What is a scientific cartoon?

What is a cartoon?

Cartoons almost invariably play a role in discussions of how solar flares and CMEs work. These discussion may take place in august academic forums, or in pubs at any point around the solar world (see a list of bar bets). In place of a self-consistent theory, a cartoon is often the only way to guess how different features of an event might be related. A glance at the horrible complexity of even a simplistic model shows why physical completeness will always remain elusive. Behind each cartoon there is invariably a half-baked theory, and the artist wants to use the sketch to explore its implications in an intuitive and helpful way.

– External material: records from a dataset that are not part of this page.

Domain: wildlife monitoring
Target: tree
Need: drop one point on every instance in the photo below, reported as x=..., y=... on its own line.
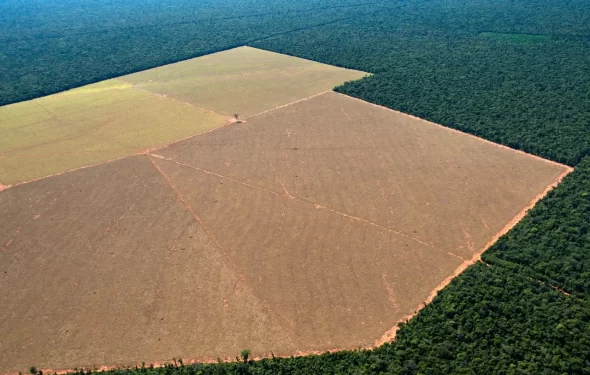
x=245, y=354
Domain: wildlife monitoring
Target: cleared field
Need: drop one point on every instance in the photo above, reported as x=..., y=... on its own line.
x=105, y=265
x=88, y=125
x=242, y=80
x=448, y=189
x=125, y=116
x=315, y=226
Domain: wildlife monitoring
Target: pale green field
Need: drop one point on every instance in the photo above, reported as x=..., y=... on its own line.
x=88, y=125
x=123, y=116
x=242, y=80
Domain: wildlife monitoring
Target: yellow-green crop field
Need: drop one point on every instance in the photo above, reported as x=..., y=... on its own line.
x=243, y=80
x=123, y=116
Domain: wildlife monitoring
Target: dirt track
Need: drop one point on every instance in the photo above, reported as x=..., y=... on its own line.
x=312, y=227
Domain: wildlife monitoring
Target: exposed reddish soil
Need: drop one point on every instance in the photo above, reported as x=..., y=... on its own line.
x=316, y=226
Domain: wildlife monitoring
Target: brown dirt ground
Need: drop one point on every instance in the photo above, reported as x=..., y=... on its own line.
x=316, y=226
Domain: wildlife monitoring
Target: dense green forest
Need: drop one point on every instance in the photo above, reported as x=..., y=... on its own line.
x=514, y=72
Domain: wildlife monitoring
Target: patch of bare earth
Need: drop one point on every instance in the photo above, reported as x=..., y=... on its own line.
x=315, y=226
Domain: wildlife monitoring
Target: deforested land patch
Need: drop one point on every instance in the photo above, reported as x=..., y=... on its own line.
x=316, y=226
x=132, y=114
x=242, y=80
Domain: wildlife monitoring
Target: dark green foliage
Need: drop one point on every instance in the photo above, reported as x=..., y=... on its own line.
x=553, y=240
x=524, y=88
x=514, y=72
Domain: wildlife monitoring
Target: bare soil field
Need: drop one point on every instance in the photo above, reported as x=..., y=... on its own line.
x=131, y=114
x=88, y=125
x=312, y=227
x=242, y=80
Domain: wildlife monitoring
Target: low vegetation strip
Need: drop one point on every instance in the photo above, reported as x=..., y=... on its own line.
x=242, y=80
x=89, y=125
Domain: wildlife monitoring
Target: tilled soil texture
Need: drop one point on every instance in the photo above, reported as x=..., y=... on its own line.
x=89, y=125
x=128, y=115
x=242, y=80
x=446, y=189
x=316, y=226
x=105, y=265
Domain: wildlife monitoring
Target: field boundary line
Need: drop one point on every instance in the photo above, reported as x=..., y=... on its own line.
x=144, y=151
x=165, y=96
x=460, y=132
x=222, y=250
x=288, y=104
x=315, y=205
x=389, y=335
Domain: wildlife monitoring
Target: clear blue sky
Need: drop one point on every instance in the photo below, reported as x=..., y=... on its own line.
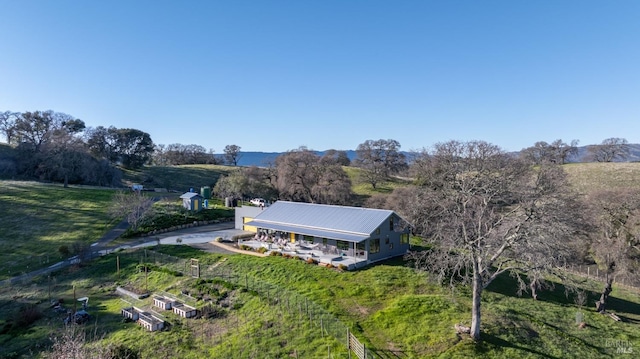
x=276, y=75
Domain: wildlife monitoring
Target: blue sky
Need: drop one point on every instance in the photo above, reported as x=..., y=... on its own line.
x=275, y=75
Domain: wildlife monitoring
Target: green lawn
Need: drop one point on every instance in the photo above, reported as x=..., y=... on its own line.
x=177, y=178
x=37, y=219
x=396, y=311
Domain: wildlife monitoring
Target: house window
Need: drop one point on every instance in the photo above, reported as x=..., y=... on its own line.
x=404, y=238
x=374, y=245
x=360, y=248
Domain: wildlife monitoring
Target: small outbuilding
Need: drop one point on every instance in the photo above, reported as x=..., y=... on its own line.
x=184, y=310
x=162, y=303
x=150, y=322
x=192, y=201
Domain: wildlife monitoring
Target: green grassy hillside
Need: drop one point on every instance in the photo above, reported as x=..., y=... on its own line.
x=177, y=178
x=38, y=219
x=396, y=311
x=591, y=177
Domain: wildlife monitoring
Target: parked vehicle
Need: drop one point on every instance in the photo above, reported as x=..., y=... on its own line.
x=260, y=202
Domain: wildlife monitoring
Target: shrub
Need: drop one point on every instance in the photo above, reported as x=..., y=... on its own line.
x=64, y=250
x=27, y=315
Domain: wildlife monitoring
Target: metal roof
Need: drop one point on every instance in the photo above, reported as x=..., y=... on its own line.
x=190, y=195
x=329, y=221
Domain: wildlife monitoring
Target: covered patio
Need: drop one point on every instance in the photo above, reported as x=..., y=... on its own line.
x=324, y=254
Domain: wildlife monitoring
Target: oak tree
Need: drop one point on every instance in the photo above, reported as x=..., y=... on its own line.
x=484, y=212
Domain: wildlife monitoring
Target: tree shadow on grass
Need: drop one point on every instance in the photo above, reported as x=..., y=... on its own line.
x=489, y=340
x=558, y=293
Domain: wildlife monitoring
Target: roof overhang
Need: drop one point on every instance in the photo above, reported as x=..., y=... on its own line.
x=309, y=231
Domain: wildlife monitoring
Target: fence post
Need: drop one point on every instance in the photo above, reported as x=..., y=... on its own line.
x=348, y=343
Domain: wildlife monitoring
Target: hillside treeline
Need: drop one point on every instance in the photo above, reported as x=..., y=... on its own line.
x=55, y=146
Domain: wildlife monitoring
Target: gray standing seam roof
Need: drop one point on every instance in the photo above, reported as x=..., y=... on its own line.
x=341, y=222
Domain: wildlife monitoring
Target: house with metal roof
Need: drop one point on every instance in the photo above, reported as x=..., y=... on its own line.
x=367, y=234
x=192, y=201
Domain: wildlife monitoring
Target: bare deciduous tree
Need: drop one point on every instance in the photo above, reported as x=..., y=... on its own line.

The cartoons naturally fall into four different categories. The best can show true innovation, for example perhaps where Sturrock invoked the ejection of plasma and current-sheet formation to explain high-energy phenomena. Or they can merely (but often imaginatively) be simple descriptions of observations, as in the basic Moore-Labonte rendition of the CSHKP model. The description may of course have a paradigm in mind. They can also be snapshots of numerical simulations, generally avoided in this Archive but represented here because (in this case) of its evocative reference to "slip-running reconnection". A roadmap cartoon crams a wide variety of observational material into a "pound to fit, paint to match" style. While all cartoons represent biased views, this category is particularly treacherous - one of them will happily point out all the consistencies, while blissfully ignoring every error, inconsistency, and failed prediction. There will be a prize for the first anti-roadmap cartoon! A final category, generally to be avoided except at stressful times such as proposal-writing for the sake of potentially gullible reviewers, would be the hyper-cartoon, which often grafts made-up field lines onto real images.